BIF and Euan Semple

Euan Semple

Independent Advisor on social computing for business
www.euansemple.com/

Semple is a well-known writer, thinker, public speaker and independent advisor on social computing for business. As the former head of Knowledge Management for the BBC, Semple pioneered the use of weblogs, wikis and on-line forums, enabling the staff to work more effectively. Semple’s unique experience enables him to provide inspiration on this wired-up world of work and strategies for how businesses can prepare themselves for challenges and opportunities that come with new technologies.

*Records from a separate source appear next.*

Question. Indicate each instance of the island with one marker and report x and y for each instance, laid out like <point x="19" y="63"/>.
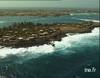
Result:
<point x="27" y="34"/>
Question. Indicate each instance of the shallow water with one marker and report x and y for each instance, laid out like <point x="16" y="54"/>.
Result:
<point x="67" y="59"/>
<point x="73" y="18"/>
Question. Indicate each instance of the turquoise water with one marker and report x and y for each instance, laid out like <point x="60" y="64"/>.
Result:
<point x="67" y="59"/>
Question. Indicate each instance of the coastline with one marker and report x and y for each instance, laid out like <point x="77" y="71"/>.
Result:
<point x="28" y="34"/>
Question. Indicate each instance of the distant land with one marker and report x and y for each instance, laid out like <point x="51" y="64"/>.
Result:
<point x="43" y="11"/>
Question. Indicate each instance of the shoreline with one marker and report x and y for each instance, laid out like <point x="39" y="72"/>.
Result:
<point x="28" y="34"/>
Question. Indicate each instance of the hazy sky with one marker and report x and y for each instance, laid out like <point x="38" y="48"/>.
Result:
<point x="44" y="3"/>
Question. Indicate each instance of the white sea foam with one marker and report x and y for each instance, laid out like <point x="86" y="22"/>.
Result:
<point x="2" y="21"/>
<point x="78" y="38"/>
<point x="22" y="51"/>
<point x="45" y="49"/>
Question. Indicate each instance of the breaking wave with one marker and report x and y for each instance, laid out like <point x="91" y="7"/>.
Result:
<point x="65" y="44"/>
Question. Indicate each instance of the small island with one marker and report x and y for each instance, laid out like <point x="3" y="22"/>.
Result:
<point x="28" y="34"/>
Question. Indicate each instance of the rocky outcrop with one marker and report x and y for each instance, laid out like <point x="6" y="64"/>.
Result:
<point x="28" y="34"/>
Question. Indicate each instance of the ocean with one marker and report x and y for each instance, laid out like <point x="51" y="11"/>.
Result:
<point x="75" y="56"/>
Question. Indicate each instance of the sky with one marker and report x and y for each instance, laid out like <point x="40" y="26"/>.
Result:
<point x="52" y="3"/>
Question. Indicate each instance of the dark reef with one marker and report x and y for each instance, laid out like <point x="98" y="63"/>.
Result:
<point x="29" y="34"/>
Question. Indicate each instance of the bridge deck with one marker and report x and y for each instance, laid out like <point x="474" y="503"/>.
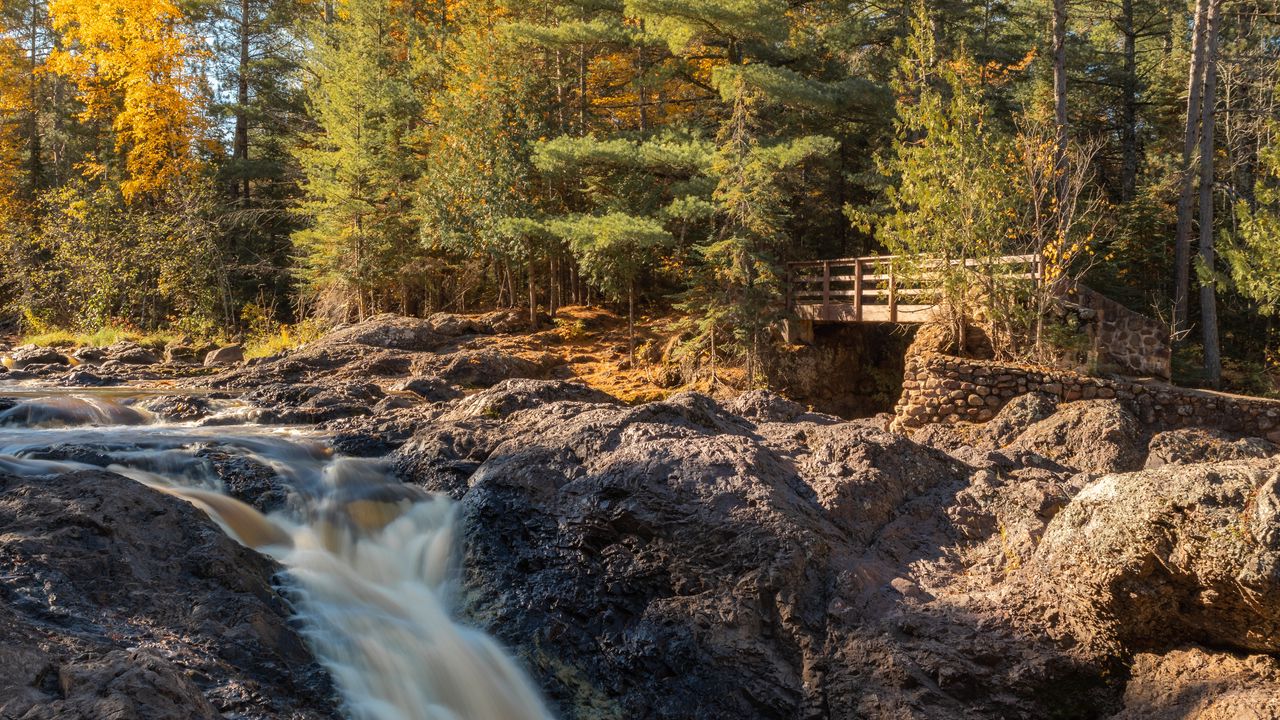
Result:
<point x="878" y="290"/>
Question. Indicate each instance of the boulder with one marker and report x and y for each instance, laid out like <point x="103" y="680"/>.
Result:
<point x="1147" y="560"/>
<point x="228" y="355"/>
<point x="430" y="388"/>
<point x="1194" y="682"/>
<point x="1202" y="445"/>
<point x="126" y="602"/>
<point x="131" y="354"/>
<point x="672" y="560"/>
<point x="28" y="356"/>
<point x="1093" y="436"/>
<point x="766" y="406"/>
<point x="179" y="408"/>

  • collaboration in the BBC – introduced blogs, RSS, wikis etc into the BBC
  • 15 yrs ago, had a serious problem that had been escalated all through the experts.  Got to the top consultant, very disengaged, did a lot of tests and told him there was nothing wrong!!1 
  • looking at the boards and forums, found information from people, and made some decisions that allows him to change the way he lived
  • evident that the gatekeeper role of the specialist was not good for him, there was more information out there that helped him
  • in the BBC, a lot of time in the World Service, 47 languages and there was more collaboration in that department than in the rest of the BBC
  • later ended up managing some of the editors, 2 groups – film editors and video editors.  Film were very arty and creative and video people were engineers, more ‘manageable’.  But the people who changed things were the film editors. 
  • I ended up running a unit called digilab – looking for new technology and how to use it in the organisation
  • some of us were playing on the web at the time, using their own servers…got some of these tools in the business – did not have to speak to IT!  had own servers
  • Got Chris Locke in to speak to a bunch of managers, to introduce them to the web.  CL started the talk about how his life was falling apart, how he was splitting from gf..and then he stopped and stated that this is how they talk on the web – it’s personal, not objective business speak
  • we used advocacy to grow the use of the tools.  Last yr there were 23k using the forums, 5k using the wiki.  Slow growth
  • Asking questions is often a problem, admitting you do not know things can be an issue.  Add on to that the feeling that managers feel they are in charge, in control, these tools were a challenge.  We encouraged the staff to talk about anything and some of the threads tested even me.  One of the threads was about being single..which turned into a dating thread!!   We let it go..and 3 days later one of the producers came in and said the thread had done half the research for a programme he was making. Being human and social had helped.
  • The BBC had done a number of attempts to get people to behave socially – lots of top down initiatives.  the forum had done more than those to develop the one BBC
  • One thing he believed was the content had to be collectively owned..avoided going in and ‘sorting’ it.  It would not change if it was always controlled.  They went in and asked questions…tried to get people to think.  There’s no one currently managing the system, but it still grows, it still has life.
  • at home there’s all this stuff that people are doing and then they come to work and get told what to do.